Studio album by The Whitlams
- Released: 22 July 2002
- Recorded: 2001–2002
- Genre: Pop
- Length: 49:58
- Label: Black Yak / Warner
- Producer: Daniel Denholm

The Whitlams chronology
| Love This City (1999) | Torch the Moon (2002) | Little Cloud (2006) |

Alternative Covers
- Limited edition 2 disc version

Singles from Torch the Moon
- "Fall For You" Released: 17 June 2002; "Best Work" Released: 9 September 2002; "Royal in the Afternoon" Released: February 2003; "Don't Believe Anymore" Released: June 2003;

= Torch the Moon =

Torch the Moon is the fifth studio album by Australian band The Whitlams, released by Black Yak through Warner in 2002. It peaked at number one on the ARIA Albums Chart. It received platinum album certification from ARIA.

Professional ratings
Review scores
| Source | Rating |
| Allmusic | Star Half star |

==Track listing==

All tracks written by Tim Freedman, unless otherwise noted.
1. "Cries Too Hard" – 4:11
2. "Fall for You" (Freedman, D. Denholm) – 3:47
3. "The Lights Are Back On" – 3:44
4. "I Will Not Go Quietly (Duffy's Song)" (Freedman, J. Willing) – 3:53
5. "Kate Kelly" – 4:18
6. "Royal in the Afternoon" – 2:58
7. "Gone Surfing" (Freedman, J. Housden, T. Richmond, W. Hornby) – 2:12
8. "Best Work" (Freedman, B. Fink, N. Freedman) – 4:33
9. "Start My Cellar Again" – 4:08
10. "Coming Over" (Freedman, W. Hornby) – 4:26
11. "Out the Back" – 4:31
12. "Breathing You In" – 2:56
13. "Ease of the Midnight Visit" – 4:20

==Re-releases==
Initial prints of Torch the Moon contained a second CD, entitled Side 4. The track list contained:
1. "Don't Believe Anymore" – 5:22
2. "Last Life" – 4:45
3. "Witness Protection Scheme" – 3:52
4. "Back into the Wild" – 3:40
5. "Still in Love with You" – 3:23

A second print of the CD was released with the initial track listing, as well as "Don't Believe Anymore" (a cover of a track from Icehouse's 1984 album Sidewalk) and "Last Life".

A third release of the CD saw the thirteen initial tracks included, but none of the tracks from Side 4.

Finally, a fourth print of the CD saw a combination of the fifteen-track release as well as an exclusive 'Rarities' CD, collecting B-sides and unreleased tracks from the last nine years.
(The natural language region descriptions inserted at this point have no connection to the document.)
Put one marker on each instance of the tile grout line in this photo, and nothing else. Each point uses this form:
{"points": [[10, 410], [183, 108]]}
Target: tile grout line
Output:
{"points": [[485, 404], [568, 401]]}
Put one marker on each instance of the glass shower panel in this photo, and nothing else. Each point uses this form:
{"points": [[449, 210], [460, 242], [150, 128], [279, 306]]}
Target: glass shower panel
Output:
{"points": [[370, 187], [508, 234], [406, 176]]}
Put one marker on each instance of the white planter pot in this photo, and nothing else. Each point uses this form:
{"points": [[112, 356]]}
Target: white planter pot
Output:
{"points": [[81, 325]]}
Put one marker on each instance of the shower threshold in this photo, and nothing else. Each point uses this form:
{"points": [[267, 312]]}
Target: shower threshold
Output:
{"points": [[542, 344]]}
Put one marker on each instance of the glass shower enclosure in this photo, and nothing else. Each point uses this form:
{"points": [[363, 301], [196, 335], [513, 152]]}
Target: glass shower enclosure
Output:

The track list ran as follows:
1. "The Curse Stops Here" – 3:37
2. "Where Is She? (Demo)" – 4:28
3. "Tiny Girls" – 2:50
4. "Buy Now Pay Later (Charlie No. 2) (Live)" – 4:53
5. "Bring Me Back to Your Love (Full Band Version)" – 4:05
6. "Coming up for Air" – 3:46
7. "Fall for You (Perky Mix)" – 3:36
8. "Never Fall in Love Again" – 3:36
9. "No Aphrodisiac (MGF Remix)" – 4:22
10. "400 Miles from Darwin (Demo)" – 3:20
11. "Out the Back (Sculthorpe Variation)" – 9:43
12. "I Make Hamburgers (Live Remix)" – 3:01

==Personnel==

- Tim Freedman – Piano, Vocals, Backing Vocals
- Jak Housden – Guitar, Backing Vocals
- Terepai Richmond – Drums, Percussion
- Warwick Hornby – Bass
- Daniel Denholm – Strings
- Emma-Jane Murphy, Melissa Barnard, Peter Morrison – Cello
- Caroline Henbest – Viola
- Aiko Goto, Doreen Cumming, Elizabeth Jones, Helena Rathbone, Jun Yi Ma, Naomi Radom – Violin

==Charts==
===Weekly charts===

| Chart (2002–03) | Peak position |
|---|---|
| Australian Albums (ARIA) | 1 |

===Year-end chart===

| Chart (2002) | Position |
|---|---|
| Australian (ARIA Charts) | 49 |

==Certifications==

| Region | Certification | Certified units/sales |
| Australia (ARIA) | Platinum | 70,000^{^} |
^{^} Shipments figures based on certification alone.

==In popular culture==
The first verse of "Kate Kelly", a song about Kate Kelly, younger sister of Ned Kelly, may have inspired Australian author David Hunt in his 2016 book "True Girt: The Unauthorised History of Australia, Volume 2" in which he also describes Joe Byrne as having been "strung up" like a "marionette".